The SageMaker services that we are going to describe in this article are:

  • Amazon SageMaker Ground Truth
  • Amazon SageMaker Studio
  • Amazon SageMaker Notebooks
  • Amazon SageMaker Experiments
  • Amazon SageMaker Debugger
  • Amazon SageMaker Autopilot
  • AWS Marketplace
  • Automatic Model Tuning
  • Amazon SageMaker Model Monitor
  • Amazon SageMaker Neo
  • Amazon Augmented AI


Amazon SageMaker Ground Truth

This feature of SageMaker is designed to make data labeling easier. It is especially useful for labeling images, videos, and text. It contains several built-in data labeling workflows and also supports the use of custom data labeling workflows. No matter what type of workflow the customer decides to use, they can leverage the power of many assistive features. Those features range from using tools that remove distortion in 2D images to tools that perform auto-segmentation and automatic data labeling using machine learning models. If all of those are not enough, users also have the option of employing outside workers to help with the task. 

All of this makes data labeling very simple and efficient. Machine learning models label most of the data, while only a certain percentage of data that the machine learning models can't confidently label gets forwarded to be labeled by humans. This has reduced the costs of labeling, especially when large quantities of data need to be labeled, by up to 70%.

Amazon SageMaker Ground Truth workflow

 


Amazon SageMaker Studio

SageMaker Studio was launched in late 2019 as the first integrated development environment, or IDE, for machine learning. As an IDE, it unifies all the tools necessary for performing machine learning on AWS. Using this feature makes it easy to write code, perform and track experiments, create visualizations to gain some insight into how good our model is, and perform some debugging and monitoring. This all works towards managing the machine learning lifecycle as easily as managing the lifecycle of traditional software. Let's go deeper into the various features that developers use to perform the various tasks necessary to build, train, tune, deploy, and manage models.

Article continues below

 

Amazon SageMaker Notebooks

SageMaker notebooks are basically elastic compute Jupyter notebooks that can be accessed very quickly. They come preloaded with everything needed to run or recreate machine learning workflows. 

A user can import their notebook or they can also use pre-built SageMaker Studio notebooks designed for use in different scenarios. Using SageMaker notebooks makes it easy to overcome problems that arise when users try to share their work with other team members. By making controlling compute resources straightforward and making sure that the state of the notebooks is automatically saved, SageMaker notebooks make working collaboratively very trouble-free, and allow the users to efficiently manage a large number of individual lifecycle configurations. This means that we can combine all of the benefits of using a Jupyter notebook without actually needing to deal with the downsides. 

For example, you don't need to worry about environments, because when you copy a notebook it will open in the same environment as the original notebook. This happens because the original notebook dependencies get saved into the notebook's metadata. Also, because they provide persistent storage, you can view notebooks and share them even if the instances that the notebooks run on are currently not running. 

People collaborating with you don't even need to copy them to take a look at them. You can provide them with a secure URL that leads to a read-only copy of the notebook you are working on. This is a perfect way of giving someone temporary access so that they can give you their thoughts on how a particular problem should be handled.

Lifecycle configurations offer you even more flexibility, by allowing you to create shell scripts that run whenever you create a notebook instance or run one.  AWS offers a lot of already created scripts that you can find on their Github page. These range from exporting notebooks to pdf, installing packages, stoping idle SageMaker notebooks to controlling other AWS resources.

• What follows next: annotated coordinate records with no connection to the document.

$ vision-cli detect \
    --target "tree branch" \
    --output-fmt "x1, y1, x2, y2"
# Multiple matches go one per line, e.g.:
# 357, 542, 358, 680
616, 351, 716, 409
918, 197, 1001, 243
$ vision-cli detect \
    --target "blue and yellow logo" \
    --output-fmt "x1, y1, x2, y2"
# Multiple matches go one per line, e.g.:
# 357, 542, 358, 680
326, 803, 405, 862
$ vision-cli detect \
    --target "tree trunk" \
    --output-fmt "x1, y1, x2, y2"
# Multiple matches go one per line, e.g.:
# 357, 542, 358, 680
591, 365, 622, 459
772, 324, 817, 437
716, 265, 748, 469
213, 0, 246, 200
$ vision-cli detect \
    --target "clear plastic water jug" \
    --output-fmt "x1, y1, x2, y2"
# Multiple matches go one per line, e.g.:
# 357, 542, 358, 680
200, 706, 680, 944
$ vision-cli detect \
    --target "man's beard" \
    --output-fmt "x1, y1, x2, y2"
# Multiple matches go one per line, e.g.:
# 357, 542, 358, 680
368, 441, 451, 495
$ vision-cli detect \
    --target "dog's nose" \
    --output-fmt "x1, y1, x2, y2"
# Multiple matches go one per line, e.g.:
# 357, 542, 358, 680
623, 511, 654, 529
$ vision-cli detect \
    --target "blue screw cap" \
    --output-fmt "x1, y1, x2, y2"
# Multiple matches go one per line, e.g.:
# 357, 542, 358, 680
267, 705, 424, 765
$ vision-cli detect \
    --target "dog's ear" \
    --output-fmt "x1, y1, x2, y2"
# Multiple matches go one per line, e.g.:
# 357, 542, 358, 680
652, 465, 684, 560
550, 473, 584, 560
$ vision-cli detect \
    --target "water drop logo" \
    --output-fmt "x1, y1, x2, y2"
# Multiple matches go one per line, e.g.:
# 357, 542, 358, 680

Lifecycle configuration management for Amazon SageMaker notebooks

 

Amazon SageMaker Experiments

Using SageMaker Experiments, we can track different iterations of machine learning models. It creates an efficient way of organizing the different artifacts that are created when we try out a certain machine learning model. For each run, we need to store which data we used, which algorithm we used, and the parameters of that particular algorithm. Tracking all of that can quickly lead to problems in tracking the results of different combinations. Using SageMaker Experiments is most practical when used as a component of SageMaker studio, where we can search certain experiments by their characteristics and compare the results of different experiments. SageMaker experiments are built upon three basic components:

  • Experiments
  • Trials
  • Trial components

Experiments are the basis of everything. We create an experiment, which is defined by some characteristics, e.g. the model we used and the input data. Once we have an experiment, we can create trials. Each trial consists of running a notebook. This means that by doing trials, we can do more than just track model training. By creating different trials, we make it easy to track and compare different runs.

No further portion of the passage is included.